Their vote appeared to hit a nerve for Trump. In a post on Truth Social, Trump said the Republican quintet should be “ashamed” and “should never be elected to office again”.
It was not immediately clear when a final vote on the Senate resolution would be held, although it was expected ssometimenext week.
‘Clear-cut case’
US military assets have remained deployed to the Caribbean since the abduction of Maduro and the Trump administration has said strikes on alleged drug boats will continue.
While no US troops are known to be on the ground in the country, Trump has threatened interim leader, Maduro’s former deputy Delcy Rodriguez, that if she does not comply with US demands, she could “pay a very big price, probably bigger than Maduro”.
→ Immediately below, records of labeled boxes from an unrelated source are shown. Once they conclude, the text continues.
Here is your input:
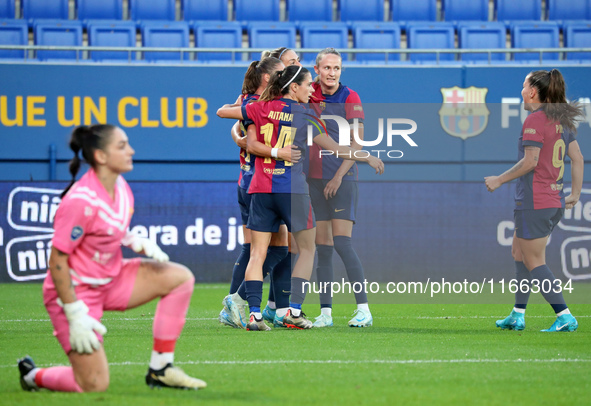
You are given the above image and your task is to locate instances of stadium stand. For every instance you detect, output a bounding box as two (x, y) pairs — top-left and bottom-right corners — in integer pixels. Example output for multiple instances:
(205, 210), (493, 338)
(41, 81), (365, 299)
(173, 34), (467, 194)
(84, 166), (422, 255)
(353, 22), (400, 64)
(0, 19), (29, 59)
(286, 0), (332, 23)
(511, 21), (560, 61)
(76, 0), (123, 20)
(193, 21), (242, 62)
(129, 0), (175, 21)
(141, 21), (190, 62)
(88, 20), (136, 62)
(33, 20), (82, 61)
(22, 0), (68, 20)
(181, 0), (228, 21)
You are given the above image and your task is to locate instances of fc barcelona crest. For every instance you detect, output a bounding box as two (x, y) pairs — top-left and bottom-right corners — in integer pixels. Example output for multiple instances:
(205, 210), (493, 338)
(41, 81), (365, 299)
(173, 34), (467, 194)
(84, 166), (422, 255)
(439, 86), (490, 140)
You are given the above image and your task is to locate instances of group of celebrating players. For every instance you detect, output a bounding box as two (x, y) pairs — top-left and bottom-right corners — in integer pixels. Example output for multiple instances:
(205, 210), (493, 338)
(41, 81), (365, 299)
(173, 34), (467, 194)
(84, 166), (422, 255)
(18, 48), (584, 392)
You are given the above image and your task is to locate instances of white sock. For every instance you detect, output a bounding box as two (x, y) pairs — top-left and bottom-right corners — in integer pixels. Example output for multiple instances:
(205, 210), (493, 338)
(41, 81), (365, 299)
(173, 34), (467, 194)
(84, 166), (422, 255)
(150, 351), (174, 370)
(556, 307), (570, 317)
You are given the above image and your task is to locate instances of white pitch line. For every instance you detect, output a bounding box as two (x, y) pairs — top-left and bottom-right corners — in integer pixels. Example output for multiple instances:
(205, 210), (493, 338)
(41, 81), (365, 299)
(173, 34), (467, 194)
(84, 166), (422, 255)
(0, 358), (591, 368)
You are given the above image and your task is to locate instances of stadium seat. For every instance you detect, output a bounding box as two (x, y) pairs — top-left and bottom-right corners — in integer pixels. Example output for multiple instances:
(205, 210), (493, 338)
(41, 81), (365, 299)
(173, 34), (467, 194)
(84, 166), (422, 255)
(443, 0), (488, 21)
(234, 0), (279, 24)
(338, 0), (384, 22)
(141, 21), (190, 62)
(34, 20), (82, 61)
(129, 0), (175, 21)
(0, 0), (15, 18)
(88, 20), (136, 62)
(353, 22), (400, 64)
(458, 22), (506, 62)
(406, 22), (455, 62)
(390, 0), (437, 22)
(286, 0), (332, 22)
(22, 0), (68, 20)
(564, 23), (591, 62)
(181, 0), (228, 21)
(76, 0), (123, 20)
(495, 0), (542, 21)
(511, 21), (560, 61)
(193, 21), (242, 62)
(0, 19), (29, 59)
(300, 22), (349, 64)
(546, 0), (591, 20)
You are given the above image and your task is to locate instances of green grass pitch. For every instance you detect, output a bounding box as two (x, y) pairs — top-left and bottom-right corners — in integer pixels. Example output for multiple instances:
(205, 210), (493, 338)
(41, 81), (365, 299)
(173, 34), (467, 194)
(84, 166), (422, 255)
(0, 284), (591, 406)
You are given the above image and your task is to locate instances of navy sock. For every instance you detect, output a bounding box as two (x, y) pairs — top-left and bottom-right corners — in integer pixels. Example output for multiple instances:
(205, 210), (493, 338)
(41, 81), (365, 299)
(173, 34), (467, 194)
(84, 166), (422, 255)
(333, 235), (367, 304)
(230, 244), (250, 294)
(515, 261), (531, 310)
(289, 277), (308, 307)
(316, 245), (334, 307)
(269, 255), (291, 309)
(531, 264), (568, 313)
(244, 281), (263, 313)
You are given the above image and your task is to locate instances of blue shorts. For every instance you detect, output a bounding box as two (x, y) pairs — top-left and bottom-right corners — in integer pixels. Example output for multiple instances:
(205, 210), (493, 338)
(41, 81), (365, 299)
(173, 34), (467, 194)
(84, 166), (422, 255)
(308, 179), (359, 223)
(238, 186), (252, 225)
(515, 208), (564, 240)
(246, 193), (316, 233)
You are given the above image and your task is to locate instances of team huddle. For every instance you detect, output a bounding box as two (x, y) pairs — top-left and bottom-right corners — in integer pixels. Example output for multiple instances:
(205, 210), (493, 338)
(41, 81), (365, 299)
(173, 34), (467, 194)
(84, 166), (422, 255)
(18, 48), (584, 392)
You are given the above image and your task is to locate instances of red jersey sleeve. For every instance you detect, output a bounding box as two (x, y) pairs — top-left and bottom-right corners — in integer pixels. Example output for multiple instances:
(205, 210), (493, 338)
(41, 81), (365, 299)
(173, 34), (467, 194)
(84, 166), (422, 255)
(52, 197), (96, 255)
(521, 113), (546, 148)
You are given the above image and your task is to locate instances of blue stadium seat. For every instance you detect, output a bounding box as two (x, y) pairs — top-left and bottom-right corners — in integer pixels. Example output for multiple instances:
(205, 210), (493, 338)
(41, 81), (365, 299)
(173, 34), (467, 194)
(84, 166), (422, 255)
(88, 20), (136, 62)
(0, 19), (29, 59)
(353, 22), (400, 64)
(76, 0), (123, 20)
(458, 22), (507, 62)
(511, 21), (560, 61)
(300, 22), (349, 64)
(495, 0), (542, 21)
(22, 0), (68, 20)
(546, 0), (591, 20)
(338, 0), (384, 22)
(141, 21), (190, 62)
(193, 21), (242, 62)
(33, 20), (82, 61)
(564, 23), (591, 63)
(286, 0), (332, 22)
(390, 0), (437, 21)
(248, 22), (296, 60)
(234, 0), (279, 22)
(0, 0), (15, 18)
(181, 0), (228, 21)
(406, 22), (455, 62)
(443, 0), (488, 21)
(129, 0), (175, 21)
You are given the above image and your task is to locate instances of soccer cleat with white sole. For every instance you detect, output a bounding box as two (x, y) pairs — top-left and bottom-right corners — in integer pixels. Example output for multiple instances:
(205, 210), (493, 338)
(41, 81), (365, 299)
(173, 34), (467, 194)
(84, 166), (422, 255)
(541, 314), (579, 333)
(349, 309), (373, 327)
(496, 310), (525, 331)
(283, 309), (314, 330)
(246, 314), (271, 331)
(18, 355), (39, 392)
(146, 363), (207, 390)
(314, 314), (333, 328)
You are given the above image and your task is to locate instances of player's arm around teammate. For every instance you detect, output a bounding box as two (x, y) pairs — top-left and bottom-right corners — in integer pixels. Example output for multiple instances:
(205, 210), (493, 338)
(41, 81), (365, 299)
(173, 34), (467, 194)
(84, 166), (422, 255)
(19, 125), (206, 392)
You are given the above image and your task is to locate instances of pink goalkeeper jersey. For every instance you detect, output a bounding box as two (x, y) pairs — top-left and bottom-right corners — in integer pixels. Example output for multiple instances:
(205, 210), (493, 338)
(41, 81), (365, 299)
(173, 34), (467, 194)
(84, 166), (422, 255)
(48, 169), (133, 285)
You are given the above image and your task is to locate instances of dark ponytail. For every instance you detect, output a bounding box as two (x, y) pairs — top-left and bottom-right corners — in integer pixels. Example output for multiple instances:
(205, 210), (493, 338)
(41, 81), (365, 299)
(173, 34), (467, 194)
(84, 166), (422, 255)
(259, 65), (308, 101)
(242, 57), (281, 95)
(529, 69), (584, 134)
(61, 124), (117, 197)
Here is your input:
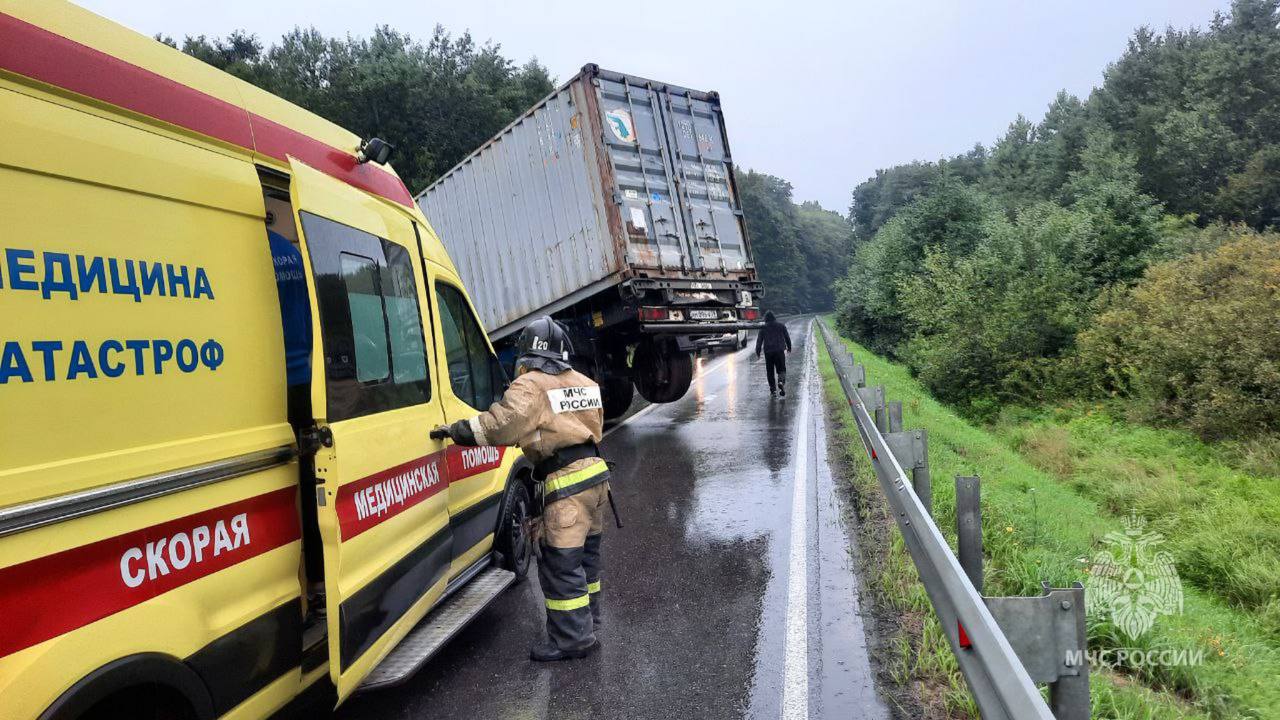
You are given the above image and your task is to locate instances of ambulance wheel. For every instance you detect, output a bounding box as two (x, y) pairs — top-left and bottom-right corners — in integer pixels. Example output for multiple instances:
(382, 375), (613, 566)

Trump has also threatened to use military force against other countries in the Western Hemisphere, including Colombia, as well as Greenland – an autonomous territory of Denmark. How the US military will play into Trump’s promises to indefinitely assert control over Venezuela’s government and open the country’s oil industry to US companies has not yet been clarified.
Legal experts have said Congress has, for decades, backed away from asserting its authority when it comes to US military engagement abroad.
Under the US Constitution, only Congress can declare war, something it has not done since World War II.
The War Powers Act of 1973, meanwhile, created a process for the legislative branch to rein in a president’s unilateral use of the military. Many experts argue the Constitution only grants the president the ability to take unilateral military actions in matters of immediate self-defence or in responding to an imminent attack.
Speaking to Al Jazeera earlier this week, David Janovsky, the acting director of the Constitution Project at the Project on Government Oversight, called Trump’s actions in Venezuela a “clear-cut case” of presidential overreach “crying out for congressional action”.
‘No more endless wars’
But many Republicans have rejected that position, adopting Trump’s claims that the US needed to take urgent action against Maduro, even as little evidence has emerged to justify the position.
“Unlike the former president, President Trump demonstrated he is a man of action, he was decisive, and did what he promised the American people he would do, and that is to keep them safe,” Senator James Risch said before Thursday’s vote.
Risch further argued that actions against Maduro were a one-off “47-minute” operation, and not part of a prolonged military engagement, and therefore did not require congressional intervention.
The top Democrat in the chamber, Chuck Schumer, meanwhile, called on the Senate to assert “the authority given to it in the Constitution on matters of war and peace”.
“We must send Donald Trump a clear message on behalf of the American people, no more endless wars,” he said.
In an editorial published by Responsible Statecraft on Wednesday, Republican Rand Paul accused his party of having “lost its grip and become eunuchs in the thrall of presidential domination”.
“But make no mistake, bombing another nation’s capital and removing their leader is an act of war plain and simple,” he said. “No provision in the Constitution provides such power to the presidency.”